You empathise with this guy throughout most of the film. There are two great scenes with his mother, one where he is washing her in the bath, another when he insists they dance together (most great screenplays have a dance in them). He is at first a good man, crippled by mental illness and an extremely unfortunate condition that causes him to laugh uncontrollably, usually at things that are not remotely funny. A crucial development happens early in the film when his medication is taken off him, which to an unknown extent paves the way for acts of astounding violence. Violence so bad that at one point, I gasped and 15 seconds later my friend had to tell me that my hands were in the air, arms on the back of my head, obstructing the view of those behind me.

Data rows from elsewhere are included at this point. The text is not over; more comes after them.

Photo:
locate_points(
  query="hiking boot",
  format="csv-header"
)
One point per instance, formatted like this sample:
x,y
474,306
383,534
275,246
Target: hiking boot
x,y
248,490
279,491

Could you imagine life going so badly for you, having been so mistreated by society, so resentful, so stifled by the world that you decide to make a name for yourself in the easiest method possible? What the Joker makes you realise is that, though it is uncomfortable, you can. For a lot of people, this is a reality. They have no positive identity, so like Joker, they make one. They never had the ability or the chance to achieve anything and, fed up of being nothing but fodder for society, one day decide not to be any longer. In the modern world, in a place like America anyway, there is one sure-fire way of making a name for yourself. All you need is a gun. Thanks be to the Lord, this only happens very rarely.

Anyway, the film had me from start to finish, the set pieces, the aesthetics, the acting; all absolutely perfect. A must, must watch.

You might not agree with my ideas, but you’ll certainly take something from Joker. It’s guaranteed to get you thinking and talking. And if a movie achieves that, it’s done a pretty good job.